The most dedicated advocates of legal child sacrifice have already made it clear that they will wage violent jihad in their defense. Maternity centers are burning coast to coast, Judge Brett Kavanaugh nearly got an assassin’s bullet and organized terrorists are warning of more consequences. That was predictable, or at least it should have been. Only once in our history has the country been so divided over the basic rights of a human person; this conflict was resolved on a battlefield.

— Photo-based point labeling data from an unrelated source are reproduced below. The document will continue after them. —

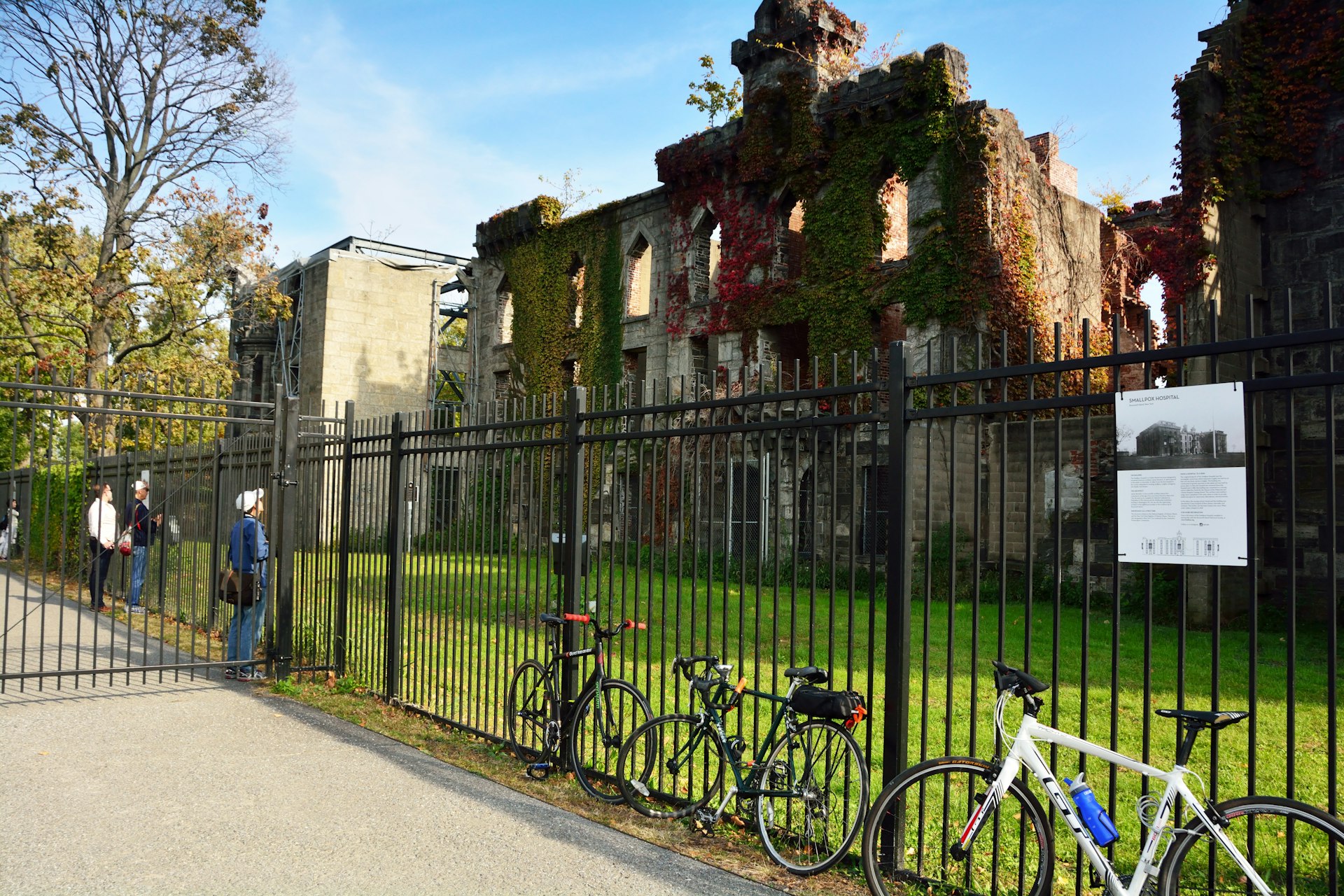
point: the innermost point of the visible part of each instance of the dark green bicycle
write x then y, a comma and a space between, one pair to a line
808, 796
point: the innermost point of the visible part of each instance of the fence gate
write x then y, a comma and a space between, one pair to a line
70, 458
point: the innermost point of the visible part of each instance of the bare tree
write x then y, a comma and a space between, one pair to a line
131, 101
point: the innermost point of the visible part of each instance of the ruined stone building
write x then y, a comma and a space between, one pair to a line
363, 327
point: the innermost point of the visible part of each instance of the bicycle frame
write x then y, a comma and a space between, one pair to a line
1025, 752
714, 723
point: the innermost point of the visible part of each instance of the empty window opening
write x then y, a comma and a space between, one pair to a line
895, 203
705, 261
638, 280
577, 274
258, 378
504, 316
788, 244
699, 362
875, 500
635, 363
804, 514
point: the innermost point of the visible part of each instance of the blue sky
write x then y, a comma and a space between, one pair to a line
416, 120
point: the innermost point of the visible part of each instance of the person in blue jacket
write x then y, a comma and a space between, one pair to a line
248, 554
143, 528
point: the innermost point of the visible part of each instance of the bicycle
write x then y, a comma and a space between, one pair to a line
604, 715
962, 825
808, 796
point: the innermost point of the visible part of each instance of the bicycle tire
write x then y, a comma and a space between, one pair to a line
812, 830
1014, 850
1280, 830
527, 713
670, 767
596, 739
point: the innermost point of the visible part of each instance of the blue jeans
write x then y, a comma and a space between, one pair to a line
242, 636
139, 564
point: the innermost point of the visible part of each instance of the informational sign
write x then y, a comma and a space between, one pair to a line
1180, 460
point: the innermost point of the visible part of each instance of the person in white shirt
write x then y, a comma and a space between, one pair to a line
101, 528
10, 528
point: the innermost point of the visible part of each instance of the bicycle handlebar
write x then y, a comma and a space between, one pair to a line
686, 664
588, 620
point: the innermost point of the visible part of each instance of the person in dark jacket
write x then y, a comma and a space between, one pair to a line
143, 528
248, 554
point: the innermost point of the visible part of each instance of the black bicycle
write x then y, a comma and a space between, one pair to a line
808, 796
603, 719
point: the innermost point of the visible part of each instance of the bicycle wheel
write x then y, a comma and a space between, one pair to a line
1296, 848
921, 814
670, 767
823, 769
603, 723
527, 713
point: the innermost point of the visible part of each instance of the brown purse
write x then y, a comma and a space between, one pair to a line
237, 587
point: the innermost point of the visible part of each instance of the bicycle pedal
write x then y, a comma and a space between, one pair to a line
1149, 888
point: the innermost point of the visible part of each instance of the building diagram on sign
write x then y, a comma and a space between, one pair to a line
1180, 546
1180, 475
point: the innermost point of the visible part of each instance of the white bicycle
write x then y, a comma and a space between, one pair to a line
962, 825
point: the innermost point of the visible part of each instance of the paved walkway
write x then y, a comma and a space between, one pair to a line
204, 788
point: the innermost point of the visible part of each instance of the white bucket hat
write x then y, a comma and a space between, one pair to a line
248, 500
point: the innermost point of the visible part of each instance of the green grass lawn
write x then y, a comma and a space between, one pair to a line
468, 621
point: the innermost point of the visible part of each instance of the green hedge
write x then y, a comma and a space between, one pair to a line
54, 536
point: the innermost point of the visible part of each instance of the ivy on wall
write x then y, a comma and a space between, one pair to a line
958, 273
974, 261
542, 284
1275, 89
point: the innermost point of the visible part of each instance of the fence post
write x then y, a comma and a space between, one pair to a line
347, 482
571, 530
897, 722
393, 647
284, 603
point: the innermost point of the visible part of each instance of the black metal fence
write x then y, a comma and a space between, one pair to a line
901, 519
773, 528
61, 442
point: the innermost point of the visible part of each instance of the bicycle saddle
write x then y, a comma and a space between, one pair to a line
809, 673
1021, 682
1205, 719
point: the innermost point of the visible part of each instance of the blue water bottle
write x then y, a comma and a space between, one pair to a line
1098, 822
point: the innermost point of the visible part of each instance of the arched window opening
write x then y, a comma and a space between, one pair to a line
1152, 296
788, 242
895, 200
577, 273
638, 280
705, 261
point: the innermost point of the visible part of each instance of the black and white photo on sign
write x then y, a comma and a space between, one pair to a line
1180, 458
1174, 429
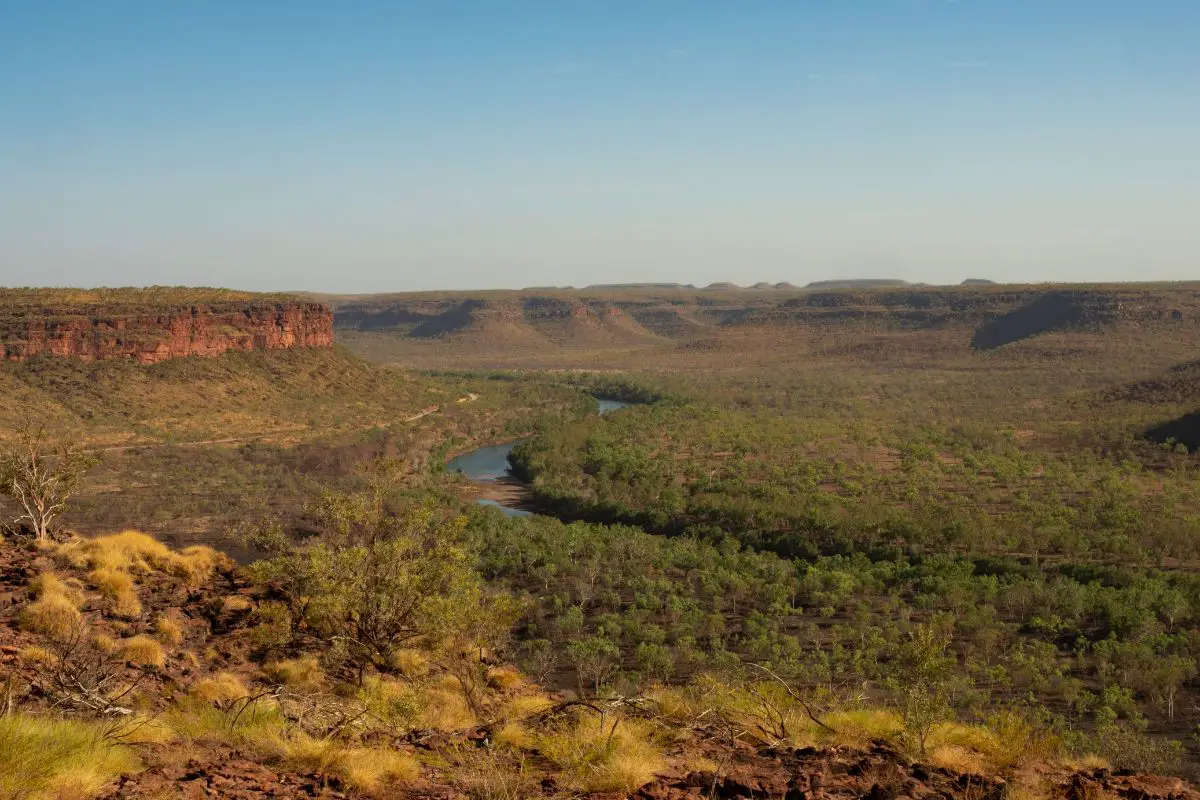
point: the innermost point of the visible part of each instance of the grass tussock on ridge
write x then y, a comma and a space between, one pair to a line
42, 758
133, 552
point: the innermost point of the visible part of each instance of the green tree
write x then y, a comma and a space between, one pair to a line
595, 659
382, 577
921, 683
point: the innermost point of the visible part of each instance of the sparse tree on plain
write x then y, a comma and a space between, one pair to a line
40, 474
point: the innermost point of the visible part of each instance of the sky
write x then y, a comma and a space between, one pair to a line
357, 145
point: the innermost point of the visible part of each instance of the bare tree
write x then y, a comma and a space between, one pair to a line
40, 475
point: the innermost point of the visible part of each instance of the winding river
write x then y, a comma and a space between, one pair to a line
489, 468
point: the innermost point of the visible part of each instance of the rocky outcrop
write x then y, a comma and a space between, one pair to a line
155, 335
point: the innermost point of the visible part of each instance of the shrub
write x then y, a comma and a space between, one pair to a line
63, 758
143, 650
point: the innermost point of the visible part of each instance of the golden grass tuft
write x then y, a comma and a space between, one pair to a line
301, 674
365, 769
445, 709
106, 643
237, 603
36, 656
53, 615
45, 757
505, 679
253, 727
118, 590
411, 663
613, 755
168, 630
371, 770
861, 727
515, 735
132, 551
221, 687
958, 759
143, 650
111, 582
525, 705
47, 584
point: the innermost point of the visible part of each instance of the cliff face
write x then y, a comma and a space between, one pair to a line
156, 335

Even then, the division was one of states against states. We learned at the cost of 600,000 American lives – just 1 percent of those already lost in the war that began by Roe-that there cannot be a union whose members cannot agree on what constitutes a human person worthy of the protection of the law. But that is exactly the situation Dobbs now sends us frantically in direction. Many states will now reaffirm the most basic right bestowed on all human beings by their Creator. Many, like much-discussed Virginia, will try to negotiate an impossible compromise between the camps of life and death. Most important will be those states that are fully committed to the cause of Moloch. Chief among the indictments is Massachusetts, whose progressive Republican governor left the state in the postroe America explicitly pitting one state of the Union in a life-and-death conflict against a number of others. This is not a path to lasting peace. It’s political brinkmanship — not to mention murder by proxy.
Robert P. George, a right-wing liberal philosophy professor known for his committed pro-life stance, took to Twitter yesterday to encourage magnanimity halfway to victory and instructed other pro-life advocates: “Please read Lincoln’s second inauguration and let that spirit guide you. Let us not gloat over those of our fellow citizens – good people who genuinely care about the welfare of women – who see the fall of Roe as a disaster. malice against anyone; charity for all.”
Outside my office window, right in front of my desk, is a ten-foot statue of David G. Farragut, the Tennessee admiral who fought for the Union in the First Civil War. So my thoughts drift towards the Battle of Mobile Bay instead:
Damn the torpedoes. Full speed ahead.